Using memcpy with array name

Question

Possible Duplicate:
C: How come an array's address is equal to its value?

I recently found code in my project that calls memcpy with the address of array name

int a[10];
memcpy(&a, &b ,sizeof(a));

Surprisingly (to me) it seems to work.

Should I change it to memcpy(a,b,sizeof(a)); ?

Is it allowed by the C++ spec? Can anyone point me to resource about this behavior? Are there any pitfalls?

I also checked

assert((void*)&a == (void*)a);

and &a indeed is the same as a (besides it's type).
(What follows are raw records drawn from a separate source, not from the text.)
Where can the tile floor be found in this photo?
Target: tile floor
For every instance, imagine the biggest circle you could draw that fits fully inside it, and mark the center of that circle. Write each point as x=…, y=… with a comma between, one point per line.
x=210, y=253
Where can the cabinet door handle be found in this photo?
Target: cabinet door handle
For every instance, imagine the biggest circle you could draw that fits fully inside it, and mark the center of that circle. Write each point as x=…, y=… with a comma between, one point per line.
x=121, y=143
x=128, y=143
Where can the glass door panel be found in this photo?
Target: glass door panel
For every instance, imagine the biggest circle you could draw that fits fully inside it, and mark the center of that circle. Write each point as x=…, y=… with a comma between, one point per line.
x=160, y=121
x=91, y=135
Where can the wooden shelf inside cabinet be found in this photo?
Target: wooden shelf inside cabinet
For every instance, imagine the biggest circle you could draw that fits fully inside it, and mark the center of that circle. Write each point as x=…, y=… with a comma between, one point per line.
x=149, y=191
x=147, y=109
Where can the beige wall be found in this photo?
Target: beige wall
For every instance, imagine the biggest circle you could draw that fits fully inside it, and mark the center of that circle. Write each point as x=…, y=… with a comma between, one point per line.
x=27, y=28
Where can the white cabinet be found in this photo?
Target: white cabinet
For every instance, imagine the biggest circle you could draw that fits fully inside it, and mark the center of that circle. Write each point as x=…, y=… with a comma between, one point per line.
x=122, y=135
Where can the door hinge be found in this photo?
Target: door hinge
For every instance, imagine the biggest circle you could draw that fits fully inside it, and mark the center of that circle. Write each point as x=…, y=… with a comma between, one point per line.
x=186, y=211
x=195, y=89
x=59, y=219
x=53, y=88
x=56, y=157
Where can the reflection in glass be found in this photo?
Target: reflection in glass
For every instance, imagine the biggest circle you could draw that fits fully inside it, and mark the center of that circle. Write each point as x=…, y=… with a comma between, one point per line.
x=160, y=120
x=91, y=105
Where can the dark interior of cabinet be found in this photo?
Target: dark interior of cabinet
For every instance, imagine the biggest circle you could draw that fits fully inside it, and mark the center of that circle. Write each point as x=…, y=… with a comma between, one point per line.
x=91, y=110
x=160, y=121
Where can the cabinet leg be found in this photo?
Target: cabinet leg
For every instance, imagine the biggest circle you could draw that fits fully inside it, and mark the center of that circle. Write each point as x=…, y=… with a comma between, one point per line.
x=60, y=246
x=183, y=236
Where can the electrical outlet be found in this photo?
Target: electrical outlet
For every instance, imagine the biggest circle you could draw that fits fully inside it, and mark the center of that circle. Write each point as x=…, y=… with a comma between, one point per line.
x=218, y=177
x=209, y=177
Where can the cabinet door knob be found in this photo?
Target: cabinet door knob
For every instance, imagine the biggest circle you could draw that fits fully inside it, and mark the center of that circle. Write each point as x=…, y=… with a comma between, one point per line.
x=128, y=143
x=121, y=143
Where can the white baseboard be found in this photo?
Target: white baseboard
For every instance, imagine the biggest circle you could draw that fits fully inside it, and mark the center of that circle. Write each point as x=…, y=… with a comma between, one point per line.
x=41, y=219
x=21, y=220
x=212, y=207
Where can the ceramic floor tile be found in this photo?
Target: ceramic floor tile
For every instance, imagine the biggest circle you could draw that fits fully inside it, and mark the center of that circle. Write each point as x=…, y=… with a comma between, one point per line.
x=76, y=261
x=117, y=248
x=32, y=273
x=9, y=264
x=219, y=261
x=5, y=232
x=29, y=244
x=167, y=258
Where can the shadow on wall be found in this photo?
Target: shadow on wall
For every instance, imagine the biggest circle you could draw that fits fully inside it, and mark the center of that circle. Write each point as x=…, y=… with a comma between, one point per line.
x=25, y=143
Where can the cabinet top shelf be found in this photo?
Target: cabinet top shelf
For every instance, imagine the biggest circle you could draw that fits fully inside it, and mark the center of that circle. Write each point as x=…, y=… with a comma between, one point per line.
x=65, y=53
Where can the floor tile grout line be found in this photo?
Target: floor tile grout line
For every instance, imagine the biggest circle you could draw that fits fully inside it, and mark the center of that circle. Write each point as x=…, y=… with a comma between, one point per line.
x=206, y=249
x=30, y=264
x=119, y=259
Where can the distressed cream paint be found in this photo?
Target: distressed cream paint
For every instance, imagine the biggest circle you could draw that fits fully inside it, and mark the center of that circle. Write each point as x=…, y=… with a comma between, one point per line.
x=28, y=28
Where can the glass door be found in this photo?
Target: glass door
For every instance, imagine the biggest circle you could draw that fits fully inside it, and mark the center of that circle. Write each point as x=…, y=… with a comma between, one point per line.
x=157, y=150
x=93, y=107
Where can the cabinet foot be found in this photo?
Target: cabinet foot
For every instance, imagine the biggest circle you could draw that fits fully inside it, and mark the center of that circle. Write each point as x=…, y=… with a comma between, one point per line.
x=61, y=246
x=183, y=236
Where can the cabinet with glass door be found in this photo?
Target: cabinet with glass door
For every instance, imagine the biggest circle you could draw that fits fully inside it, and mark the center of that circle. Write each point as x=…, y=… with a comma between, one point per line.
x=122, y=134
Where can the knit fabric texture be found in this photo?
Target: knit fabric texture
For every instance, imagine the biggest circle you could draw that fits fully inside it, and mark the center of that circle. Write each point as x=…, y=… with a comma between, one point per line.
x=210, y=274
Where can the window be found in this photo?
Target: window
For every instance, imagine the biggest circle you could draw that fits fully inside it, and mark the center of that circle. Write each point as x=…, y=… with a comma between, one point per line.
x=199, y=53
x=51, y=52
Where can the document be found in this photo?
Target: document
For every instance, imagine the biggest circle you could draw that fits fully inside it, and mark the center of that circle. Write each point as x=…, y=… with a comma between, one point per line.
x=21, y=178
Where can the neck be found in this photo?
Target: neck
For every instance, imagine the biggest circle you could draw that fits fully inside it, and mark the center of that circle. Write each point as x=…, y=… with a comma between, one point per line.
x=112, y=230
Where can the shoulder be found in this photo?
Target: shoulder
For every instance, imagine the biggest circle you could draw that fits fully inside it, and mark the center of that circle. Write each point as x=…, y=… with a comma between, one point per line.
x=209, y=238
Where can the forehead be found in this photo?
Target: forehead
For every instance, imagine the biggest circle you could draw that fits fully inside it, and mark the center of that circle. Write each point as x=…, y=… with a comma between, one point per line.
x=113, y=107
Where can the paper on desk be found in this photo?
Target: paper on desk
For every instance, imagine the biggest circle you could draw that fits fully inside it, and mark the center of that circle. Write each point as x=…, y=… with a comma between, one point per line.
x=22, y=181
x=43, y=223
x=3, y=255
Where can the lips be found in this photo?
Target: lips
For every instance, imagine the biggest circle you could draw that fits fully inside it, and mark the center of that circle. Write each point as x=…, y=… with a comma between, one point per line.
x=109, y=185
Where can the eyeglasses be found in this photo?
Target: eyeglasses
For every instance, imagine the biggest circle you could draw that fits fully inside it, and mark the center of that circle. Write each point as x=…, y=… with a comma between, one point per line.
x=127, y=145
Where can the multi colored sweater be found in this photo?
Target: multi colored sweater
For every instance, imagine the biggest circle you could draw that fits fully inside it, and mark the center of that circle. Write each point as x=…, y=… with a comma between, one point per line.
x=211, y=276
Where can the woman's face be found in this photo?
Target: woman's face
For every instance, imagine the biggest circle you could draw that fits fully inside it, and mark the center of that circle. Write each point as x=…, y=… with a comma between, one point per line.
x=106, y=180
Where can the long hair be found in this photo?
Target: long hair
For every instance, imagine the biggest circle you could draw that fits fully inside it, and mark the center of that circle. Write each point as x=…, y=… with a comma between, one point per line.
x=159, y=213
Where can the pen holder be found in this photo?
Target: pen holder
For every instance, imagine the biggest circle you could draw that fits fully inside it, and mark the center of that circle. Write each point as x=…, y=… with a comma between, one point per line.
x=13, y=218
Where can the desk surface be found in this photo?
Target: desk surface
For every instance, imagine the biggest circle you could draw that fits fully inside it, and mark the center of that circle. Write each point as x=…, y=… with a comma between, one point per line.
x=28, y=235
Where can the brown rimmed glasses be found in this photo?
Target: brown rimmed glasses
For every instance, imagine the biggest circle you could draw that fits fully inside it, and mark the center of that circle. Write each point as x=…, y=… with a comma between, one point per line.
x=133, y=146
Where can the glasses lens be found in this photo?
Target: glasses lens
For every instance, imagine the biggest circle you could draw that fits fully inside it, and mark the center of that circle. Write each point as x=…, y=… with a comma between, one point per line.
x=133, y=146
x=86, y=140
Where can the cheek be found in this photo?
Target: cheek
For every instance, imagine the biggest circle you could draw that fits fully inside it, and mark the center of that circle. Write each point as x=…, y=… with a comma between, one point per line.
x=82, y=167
I verified this behavior in VS2005, VS2008 and VS2010.

Answer 1

&a is the address of the array; a can be implicitly converted to the address of the first element. Both have the same address, and so both will give the same value when converted to void*.

Are there any pitfalls?

memcpy is not typesafe, so it's quite easy to write code that compiles but behaves badly; for example, if a were a pointer rather than an array, then sizeof a would compile but give the wrong value. C++'s typesafe templates can protect against that:

std::copy(b, std::end(b), a); // will only compile if `b` has a known end.

Answer 2

The name of an array evaluates to the address of the beginning of the array, so the two have identical meaning. See How come an array's address is equal to its value in C? (it's a C question but the same holds for C++).

Answer 3

Like you say, it doesn't matter.

When passed as a parameter, the name of the array will "decay" into a pointer to its first element.

Answer 4

Yes, the address of an array is the same as the address of its first element.
So there's no need to change the memcpy call. Unless you're afraid that the definition of the array might change to a pointer later (like int* a = new int[10];).

Of course, if you're going to make changes to the program anyway, it might be best to dispense with the whole memcpy and use real C++ instead.